[SOLVED] PVE 4 CPU Cores

adamb · Oct 22, 2015

Hey all. I just did a 3.4 -> 4.0 upgrade. The upgrade itself went really well. However I am running into an issue I can't seem to pin down.

We are a bit odd as we run one large VM within a 3 node HA stack. I am finding that when I get above 7-10 cores I am running into a very odd issue. While the VM is booting the KVM process on the host starts eating CPU cycles. So bad that sometimes it causes an NMI on the host. This happens while the guest is booting and setting up the kvm-clock per CPU.

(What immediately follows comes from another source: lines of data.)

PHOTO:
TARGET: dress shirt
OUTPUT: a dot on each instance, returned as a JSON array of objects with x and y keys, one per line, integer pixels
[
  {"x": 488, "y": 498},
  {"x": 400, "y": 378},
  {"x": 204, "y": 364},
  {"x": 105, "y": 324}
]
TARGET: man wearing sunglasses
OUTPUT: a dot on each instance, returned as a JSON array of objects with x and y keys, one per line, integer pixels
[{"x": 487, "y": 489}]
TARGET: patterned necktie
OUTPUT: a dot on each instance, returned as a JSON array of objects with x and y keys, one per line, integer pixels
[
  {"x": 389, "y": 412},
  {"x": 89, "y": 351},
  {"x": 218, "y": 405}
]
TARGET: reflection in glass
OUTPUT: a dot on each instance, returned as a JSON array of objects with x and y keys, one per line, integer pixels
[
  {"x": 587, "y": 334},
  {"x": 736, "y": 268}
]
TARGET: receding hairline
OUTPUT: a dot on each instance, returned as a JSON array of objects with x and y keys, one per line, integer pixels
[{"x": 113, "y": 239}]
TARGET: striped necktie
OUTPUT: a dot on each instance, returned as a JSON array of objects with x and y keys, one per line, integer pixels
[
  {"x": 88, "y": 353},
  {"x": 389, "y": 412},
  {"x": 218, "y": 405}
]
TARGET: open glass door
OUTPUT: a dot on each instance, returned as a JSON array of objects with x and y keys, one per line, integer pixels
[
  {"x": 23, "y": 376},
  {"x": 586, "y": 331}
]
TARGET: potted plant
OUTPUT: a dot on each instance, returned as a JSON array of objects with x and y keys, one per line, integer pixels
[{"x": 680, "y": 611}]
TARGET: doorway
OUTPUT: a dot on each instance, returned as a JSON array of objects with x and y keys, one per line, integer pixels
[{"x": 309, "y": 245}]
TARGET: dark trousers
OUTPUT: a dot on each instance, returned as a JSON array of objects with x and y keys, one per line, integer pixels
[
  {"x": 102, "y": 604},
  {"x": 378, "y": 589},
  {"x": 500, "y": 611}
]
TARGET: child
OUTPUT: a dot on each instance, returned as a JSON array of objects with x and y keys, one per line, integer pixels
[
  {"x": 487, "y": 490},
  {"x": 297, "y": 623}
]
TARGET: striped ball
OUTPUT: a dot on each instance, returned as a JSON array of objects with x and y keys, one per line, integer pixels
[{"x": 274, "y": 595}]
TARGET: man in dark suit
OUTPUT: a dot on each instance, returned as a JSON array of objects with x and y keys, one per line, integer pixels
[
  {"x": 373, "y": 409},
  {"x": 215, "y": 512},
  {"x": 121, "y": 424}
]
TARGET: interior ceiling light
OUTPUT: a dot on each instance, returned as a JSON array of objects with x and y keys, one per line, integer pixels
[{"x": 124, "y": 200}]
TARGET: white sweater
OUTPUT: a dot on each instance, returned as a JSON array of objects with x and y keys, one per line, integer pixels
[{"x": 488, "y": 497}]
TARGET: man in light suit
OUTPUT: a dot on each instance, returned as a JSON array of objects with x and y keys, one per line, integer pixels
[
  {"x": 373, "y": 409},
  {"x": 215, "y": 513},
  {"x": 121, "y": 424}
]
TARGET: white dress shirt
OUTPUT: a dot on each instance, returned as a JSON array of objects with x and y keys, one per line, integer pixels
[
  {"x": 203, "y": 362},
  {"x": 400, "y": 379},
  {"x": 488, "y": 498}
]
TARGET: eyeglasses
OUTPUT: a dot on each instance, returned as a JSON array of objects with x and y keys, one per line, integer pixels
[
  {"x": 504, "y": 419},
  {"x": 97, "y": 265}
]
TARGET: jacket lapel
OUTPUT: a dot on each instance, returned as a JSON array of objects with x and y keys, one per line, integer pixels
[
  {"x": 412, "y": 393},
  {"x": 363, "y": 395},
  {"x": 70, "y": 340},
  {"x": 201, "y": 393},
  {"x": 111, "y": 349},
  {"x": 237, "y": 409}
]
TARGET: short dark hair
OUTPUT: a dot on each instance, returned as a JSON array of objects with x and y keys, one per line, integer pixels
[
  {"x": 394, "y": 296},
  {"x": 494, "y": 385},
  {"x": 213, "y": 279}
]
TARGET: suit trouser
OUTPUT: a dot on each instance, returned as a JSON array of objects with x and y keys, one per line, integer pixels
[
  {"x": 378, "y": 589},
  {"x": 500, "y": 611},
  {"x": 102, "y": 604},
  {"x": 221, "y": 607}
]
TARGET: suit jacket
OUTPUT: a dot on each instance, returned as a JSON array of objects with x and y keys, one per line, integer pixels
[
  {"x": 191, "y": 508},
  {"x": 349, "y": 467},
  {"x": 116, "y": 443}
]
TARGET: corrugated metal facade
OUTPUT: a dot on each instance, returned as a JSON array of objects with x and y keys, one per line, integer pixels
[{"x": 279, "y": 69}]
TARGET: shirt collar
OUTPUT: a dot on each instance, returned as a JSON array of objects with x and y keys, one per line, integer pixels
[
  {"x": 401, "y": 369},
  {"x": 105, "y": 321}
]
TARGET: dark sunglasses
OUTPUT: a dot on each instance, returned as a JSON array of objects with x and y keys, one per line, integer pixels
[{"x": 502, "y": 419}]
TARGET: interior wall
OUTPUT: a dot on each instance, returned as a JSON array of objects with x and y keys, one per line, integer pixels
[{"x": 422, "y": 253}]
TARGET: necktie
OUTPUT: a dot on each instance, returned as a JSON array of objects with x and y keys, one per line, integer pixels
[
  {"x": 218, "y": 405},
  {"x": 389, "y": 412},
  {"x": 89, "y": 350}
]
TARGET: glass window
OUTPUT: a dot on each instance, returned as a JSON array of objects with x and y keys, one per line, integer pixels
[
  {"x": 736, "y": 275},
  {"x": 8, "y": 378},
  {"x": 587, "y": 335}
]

The guest says the following
Total of 46 processors activated (211355.09 BogoMIPS)

The KVM process on the host is currently running at 4000+ %CPU on top. Sometimes it will manage to get the VM up and sometimes it will cause the host to NMI. Once the guest is up, load drops and all is well.

The hardware is HP DL380 Gen9's. The guest OS is CentOS 6.6 with 320G of ram and 46 vCPU's. Virtio drivers.

I already did a complete shell swap to ensure it wasn't a hardware issue. I can reproduce the issue on multiple nodes.

adamb · Oct 22, 2015

I have also found that even when shutting the VM down, the KVM process on the host skyrockets to 4000+% for a extended period of time.

adamb · Oct 22, 2015

Interesting that ksmd is running and I have it set to not start within "/etc/default/ksmtuned"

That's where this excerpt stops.